Article

SQL join types

Learn everything you need to know about using different SQL join types.

This article looks at different types of SQL joins. If you’re new to the subject you may want to check out the SQL joins article as well. Please note that joins only work with relational databases.

Quick review of SQL Join Types

A SQL join tells the database to combine columns from different tables. We normally join tables by matching the foreign keys in one table to the primary keys in another. For example, every record in the products table has a unique ID in the products.id field: that’s the primary key. To match the key, every record in orders has a product ID in the orders.product_id field: that’s a foreign key. If we want to combine information about an order with information about the product that was ordered, we can do an inner join:

SELECT
  orders.total as total,
  products.title as title
FROM
  orders INNER JOIN products
ON
  orders.product_id = products.id

It’s very important that we use Orders.product_id and not Orders.id in the join: both fields are just numbers, so some order IDs will match some product IDs, but those matches will be meaningless.

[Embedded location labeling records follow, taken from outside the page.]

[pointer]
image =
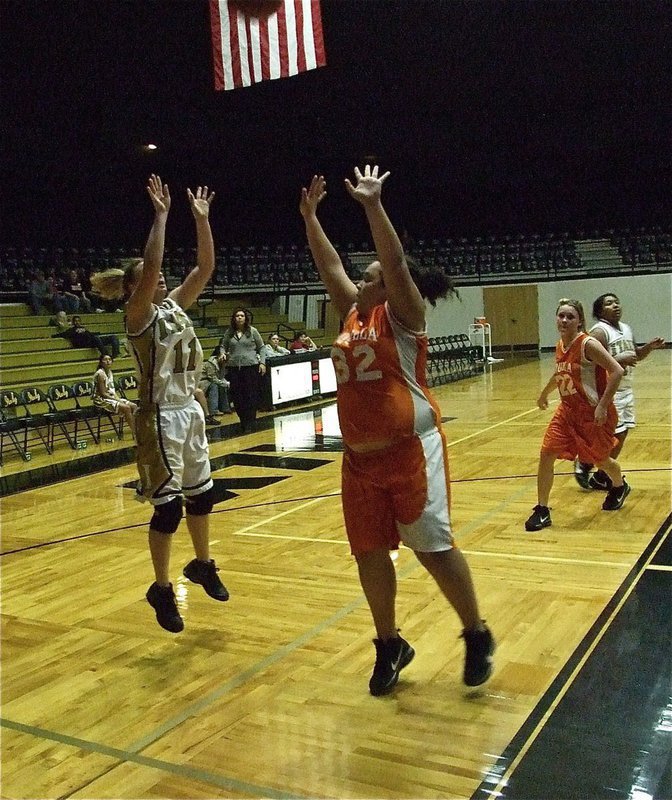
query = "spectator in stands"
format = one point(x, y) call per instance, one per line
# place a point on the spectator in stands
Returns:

The problem with SQL joins explained

Even if we use the correct fields, there is a trap here for the unwary. It’s easy to check that every record in Orders contains a product ID—a count of the number of null values in Orders.product_id returns 0:

SELECT
  count(*)
FROM
  orders
WHERE
  orders.product_id IS NULL
| count(*) |
| -------- |
| 0        |

But what if things don’t always match? For example, suppose we’re trying to find out which products lack reviews. If we look at the reviews table, it has 1,112 entries:

SELECT
  count(*)
FROM
  reviews
| count(*) |
| -------- |
| 1112     |

Every single review refers to a product:

SELECT
  count(*)
FROM
  reviews
WHERE
  reviews.product_id IS NULL
| count(*) |
| -------- |
| 0        |

But does every product have reviews? To find out, let’s count the number of products:

SELECT
  count(*)
FROM
  products
| count(*) |
| -------- |
| 200      |

We can then combine the products and reviews table and count the number of distinct products in the result. (In real life we’d probably use SELECT COUNT(DISTINCT product_id) FROM reviews to get this number, but using INNER JOIN helps us illustrate the idea.)

SELECT
  count(distinct products.id)
FROM
  products INNER JOIN reviews
ON
  products.id = reviews.product_id
| count(*) |
| -------- |
| 176      |

Only 176 of the 200 products have any reviews. As a result, if we count the number of reviews for each product, we’ll only get the counts where there were some reviews—our query won’t tell us anything about products that lack reviews because the inner join won’t find any matching when combining the tables. This query demonstrates the problem:

SELECT
  products.title as title, count(*) as number_of_reviews
FROM
  products INNER JOIN reviews
ON
  products.id = reviews.product_id
GROUP BY
  products.id
ORDER BY
  number_of_reviews ASC
| products.title            | number_of_reviews |
| ------------------------- | ----------------- |
| Rustic Copper Hat         |                 1 |
| Incredible Concrete Watch |                 1 |
| Practical Aluminum Coat   |                 1 |
| Awesome Aluminum Table    |                 1 |
| ...                       |               ... |

We’ve ordered the result in ascending order by count; as this shows, the lowest count is 1, when it should be 0.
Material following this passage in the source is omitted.